Como vocês devem saber, o governo Temer também foi desestabilizado pelo avanço das investigações da Lava Jato, que atingiu em cheio a cúpula do PMDB e os ministros do governo. Em 2017, gravações realizadas pelo empresário Joesley Batista (JBS) causaram um “terremoto” em Brasília. Economicamente, ainda não houve retorno do crescimento, do emprego e da renda. A permanência da instabilidade – política e econômica – contribuiu para que Michel Temer colecionasse índices de popularidade inferiores inclusive aos de Dilma no período anterior ao impeachment. Além das denúncias de corrupção, o governo Temer foi marcado por intensos debates, no parlamento e na opinião pública, a respeito da realização de reformas consideradas “necessárias” pelo então ministro da Fazenda, Henrique Meirelles.

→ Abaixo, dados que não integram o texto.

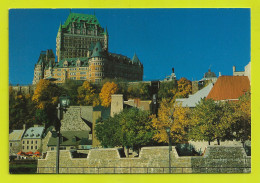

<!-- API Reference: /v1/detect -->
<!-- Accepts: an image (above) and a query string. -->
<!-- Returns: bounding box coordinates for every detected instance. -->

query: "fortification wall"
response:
[60,106,91,131]
[37,146,251,173]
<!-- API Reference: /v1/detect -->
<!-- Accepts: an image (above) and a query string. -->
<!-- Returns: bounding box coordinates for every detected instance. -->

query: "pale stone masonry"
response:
[37,146,251,173]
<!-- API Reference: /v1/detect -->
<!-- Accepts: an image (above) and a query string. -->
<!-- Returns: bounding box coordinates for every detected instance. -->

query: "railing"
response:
[37,167,251,174]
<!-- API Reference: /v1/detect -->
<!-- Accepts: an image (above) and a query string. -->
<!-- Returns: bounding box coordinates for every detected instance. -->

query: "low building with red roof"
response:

Representando uma forte guinada ao neoliberalismo, as duas mais importantes reformas são a trabalhista e a previdenciária. A primeira seria responsável por “flexibilizar” e “modernizar” as relações de trabalho; enquanto a segunda seria imprescindível para cobrir o “rombo” da Previdência Social. Em oposição às reformas, estão aqueles que alegam que a primeira retira direitos trabalhistas e que a segunda é baseada em informações incompletas a respeito do “rombo” previdenciário, propiciando a retirada de direitos e estimulando a privatização da Previdência Social. Em 2018, as eleições colocaram Jair Bolsonaro (PSL) na presidência da República, encerrando um longo ciclo de governos do PT e PSDB, que até então monopolizavam o cenário político da Nova República.